Grunthor éclata de rire. « Si vous voulez vous suicider, je préférerais que vous essayiez de pas abîmer la viande. Allons, mam’zelle, reprenez vos esprits.

— Écoutez, trancha-t-elle avec impatience. Je ne fais pas demi-tour. Aucun de nous ne le peut. Vous vous rappelez les éboulements ? La voie est bloquée. On ne sortira jamais par là. La seule direction possible, c’est tout droit.

— Et comment suggérez-vous que nous nous y prenions, par curiosité ? » demanda Achmed. Le ton de sa voix était sincère, ou du moins autant qu’il pouvait l’être.

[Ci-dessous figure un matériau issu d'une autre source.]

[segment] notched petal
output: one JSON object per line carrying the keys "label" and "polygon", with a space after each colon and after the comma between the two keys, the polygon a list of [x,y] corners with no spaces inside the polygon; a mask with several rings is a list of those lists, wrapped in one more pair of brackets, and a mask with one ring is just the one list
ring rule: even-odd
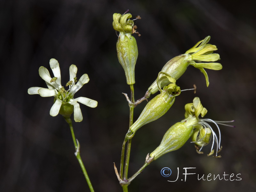
{"label": "notched petal", "polygon": [[34,95],[35,94],[39,94],[38,90],[39,89],[42,87],[30,87],[28,90],[28,93],[29,95]]}

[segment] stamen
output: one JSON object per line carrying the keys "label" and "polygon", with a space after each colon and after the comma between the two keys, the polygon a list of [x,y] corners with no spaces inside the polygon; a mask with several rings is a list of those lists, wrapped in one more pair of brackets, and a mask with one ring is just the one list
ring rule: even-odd
{"label": "stamen", "polygon": [[76,80],[75,79],[75,80],[74,81],[74,84],[72,84],[71,85],[69,85],[69,88],[68,89],[68,91],[67,91],[67,92],[68,92],[68,93],[67,94],[67,95],[66,95],[66,96],[65,97],[65,98],[63,100],[66,100],[68,98],[68,95],[69,95],[69,94],[70,94],[70,93],[71,92],[71,90],[72,89],[72,87],[73,87],[73,86],[74,86],[75,85],[75,84],[76,84],[76,80]]}
{"label": "stamen", "polygon": [[[213,120],[212,120],[210,119],[204,119],[204,120],[205,121],[210,121],[210,122],[212,122],[215,125],[216,125],[216,126],[217,127],[217,128],[218,129],[218,131],[219,131],[219,134],[220,135],[220,140],[219,141],[219,149],[220,148],[220,139],[221,139],[221,134],[220,134],[220,127],[219,127],[219,126],[218,125],[218,124],[215,122],[215,121],[213,121]],[[218,149],[217,149],[217,151],[218,150]],[[216,155],[217,156],[217,155]]]}
{"label": "stamen", "polygon": [[128,12],[128,11],[129,11],[129,9],[127,9],[127,11],[126,11],[124,13],[123,15],[124,15],[124,14],[126,13],[127,12]]}

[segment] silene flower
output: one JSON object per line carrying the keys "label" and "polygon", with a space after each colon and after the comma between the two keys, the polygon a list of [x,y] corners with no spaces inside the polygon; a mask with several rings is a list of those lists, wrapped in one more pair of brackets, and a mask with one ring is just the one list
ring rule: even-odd
{"label": "silene flower", "polygon": [[[191,142],[196,144],[196,151],[200,154],[203,153],[201,151],[203,147],[208,144],[212,139],[211,152],[208,155],[209,156],[214,153],[213,148],[216,143],[215,156],[213,157],[221,157],[220,155],[218,156],[222,147],[220,145],[220,131],[217,124],[234,127],[223,123],[233,122],[234,121],[216,121],[210,119],[199,118],[200,115],[203,117],[207,113],[207,110],[203,107],[200,99],[197,97],[194,98],[193,103],[186,105],[185,110],[185,119],[175,124],[167,130],[160,145],[150,154],[149,158],[146,160],[148,163],[167,153],[178,149],[183,146],[190,137],[192,140]],[[210,122],[213,123],[217,126],[219,136],[208,123]],[[199,148],[198,146],[201,148]]]}
{"label": "silene flower", "polygon": [[52,78],[46,68],[43,66],[39,68],[39,75],[45,81],[48,88],[33,87],[28,89],[28,93],[30,95],[39,94],[44,97],[54,97],[54,103],[50,110],[50,115],[52,116],[56,116],[60,113],[64,117],[69,118],[74,112],[75,121],[82,121],[83,116],[77,102],[91,108],[95,108],[98,105],[97,101],[86,97],[74,98],[75,94],[89,81],[88,75],[84,74],[77,81],[77,68],[76,65],[71,65],[69,67],[69,81],[66,84],[69,89],[66,90],[61,85],[60,70],[58,61],[52,59],[50,64],[54,76]]}
{"label": "silene flower", "polygon": [[[213,53],[218,49],[216,45],[208,43],[211,37],[206,37],[197,42],[193,47],[181,55],[175,57],[166,63],[161,71],[169,74],[177,80],[183,75],[189,65],[192,65],[199,69],[205,78],[206,85],[209,85],[208,76],[204,68],[213,70],[220,70],[222,66],[215,61],[220,59],[220,55]],[[163,82],[161,87],[168,84],[168,81]],[[148,89],[147,94],[150,95],[158,91],[156,80]]]}
{"label": "silene flower", "polygon": [[[193,103],[188,103],[185,106],[186,112],[185,113],[185,117],[188,118],[188,117],[193,116],[197,116],[198,110],[199,110],[200,111],[201,110],[201,109],[202,108],[203,106],[202,105],[200,99],[198,97],[195,97],[193,100]],[[207,113],[206,110],[205,114]],[[202,117],[203,117],[203,116]],[[191,137],[192,140],[191,142],[195,143],[195,146],[196,148],[196,152],[199,154],[204,153],[201,151],[203,147],[209,144],[212,140],[211,152],[207,156],[211,156],[215,152],[215,155],[213,156],[213,157],[221,157],[221,156],[218,155],[218,154],[222,149],[222,146],[220,145],[221,139],[220,130],[218,124],[234,127],[235,126],[224,124],[224,123],[234,122],[234,121],[214,121],[211,119],[199,118],[198,118],[198,123],[194,126],[194,129]],[[214,132],[213,129],[209,124],[208,123],[209,122],[213,123],[216,126],[218,129],[217,133]],[[216,151],[213,149],[214,145],[215,143],[216,146]]]}

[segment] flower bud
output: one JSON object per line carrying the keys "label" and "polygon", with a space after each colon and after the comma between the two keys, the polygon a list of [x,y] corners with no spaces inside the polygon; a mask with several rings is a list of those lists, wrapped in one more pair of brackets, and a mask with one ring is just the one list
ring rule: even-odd
{"label": "flower bud", "polygon": [[[219,54],[212,53],[214,51],[217,50],[216,46],[207,44],[210,38],[210,36],[207,36],[203,40],[198,42],[185,54],[172,59],[166,63],[161,71],[177,80],[183,75],[189,65],[192,65],[199,69],[203,73],[205,76],[208,87],[209,85],[208,76],[204,68],[220,70],[222,68],[222,66],[218,63],[196,63],[195,61],[215,61],[220,59]],[[148,90],[150,94],[153,94],[157,91],[158,89],[156,84],[156,81],[155,81],[148,88]],[[161,87],[166,85],[163,84]]]}
{"label": "flower bud", "polygon": [[[160,79],[158,78],[157,84],[161,84],[161,80],[166,78],[168,77],[162,76]],[[173,104],[175,97],[180,94],[180,88],[175,84],[175,79],[171,78],[169,79],[171,83],[164,87],[163,90],[161,90],[161,93],[148,103],[137,120],[130,127],[133,133],[129,139],[133,137],[134,133],[140,127],[165,114]]]}
{"label": "flower bud", "polygon": [[130,18],[130,13],[113,15],[113,27],[120,32],[116,43],[116,51],[119,62],[123,67],[128,84],[135,83],[135,65],[138,57],[138,49],[135,38],[132,36],[134,22]]}

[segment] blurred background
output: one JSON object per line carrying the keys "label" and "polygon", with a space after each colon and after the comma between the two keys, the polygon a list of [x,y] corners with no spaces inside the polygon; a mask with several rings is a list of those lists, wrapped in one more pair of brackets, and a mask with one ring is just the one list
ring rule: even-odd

Rhapsody inspira profondément, sachant que ce qu’elle s’apprêtait à dire paraîtrait complètement farfelu, dans le meilleur des cas. « Vous vous rappelez ce que j’ai expliqué, au sujet des noms ? Qu’ils peuvent nous faire redevenir ce que nous étions autrefois ?

— Vaguement.

— Eh bien, j’y réfléchis depuis que cette possibilité s’est dessinée. Je pense que le seul moyen d’aborder ce feu, c’est de nous envelopper dans le chant de nos noms, et d’espérer en ressortir recréés.

— Vous passez en premier, chérie, gloussa Grunthor.

— Bien sûr, s’empressa-t-elle de répondre. Je ne l’envisageais pas autrement.

— Vous voulez vraiment sortir de ce tunnel plus que tout au monde », conclut Achmed d’un ton à mi-chemin entre la compassion et la raillerie, que Rhapsody avait baptisé la compaillerie.

« Vous avez une meilleure idée ? » Elle s’assit sur la Racine et défit le nœud de son sac en lambeaux, d’où elle sortit son higen, un instrument à cordes de la taille de la paume de sa main de la forme d’une minuscule harpe. « Si j’arrive à passer, je reviendrai vous chercher, si je le peux. » Elle épousseta ce qu’il restait de sa cape et se releva. « Si je ne reviens pas, au moins vous saurez qu’il faut essayer autre chose. »

Grunthor secoua la tête, les yeux fixés sur l’enfer qui se déchaînait à quelques pas devant eux. « Je l’sais déjà, pas besoin d’gaspiller votre vie.

— Laisse-la partir », dit simplement Achmed.

Rhapsody sourit. « Merci. Au moins, si je n’y arrive pas, vous serez enfin débarrassés de moi. »

Grunthor était visiblement de plus en plus affecté. « Si j’avais voulu m’débarrasser d’vous, je l’aurais fait y a déjà un bail. J’aurais pu vous briser la nuque d’une main et hop, terminé. »

Elle passa un bras autour du cou du géant qui tremblait. « À l’époque, peut-être bien. Mais depuis je me suis bien entraînée à l’épée, je vous ferais remarquer. » Elle le serra plus fort, et il se pencha pour l’étreindre lui aussi. « Au revoir, Grunthor. Ne vous inquiétez pas. Je reviendrai. »

Il recula et la contempla, tentant un pauvre sourire. « Je croyais que vous deviez toujours dire la vérité ? »

Rhapsody lui tapota la joue. « C’est ce que je fais », dit-elle d’une voix douce avant de se tourner vers l’homme en cape noire qui l’avait tellement malmenée, et qui l’avait piégée à mille lieues sous terre. « Au revoir, Achmed.

— Dépêchez-vous, nous n’allons pas vous attendre longtemps.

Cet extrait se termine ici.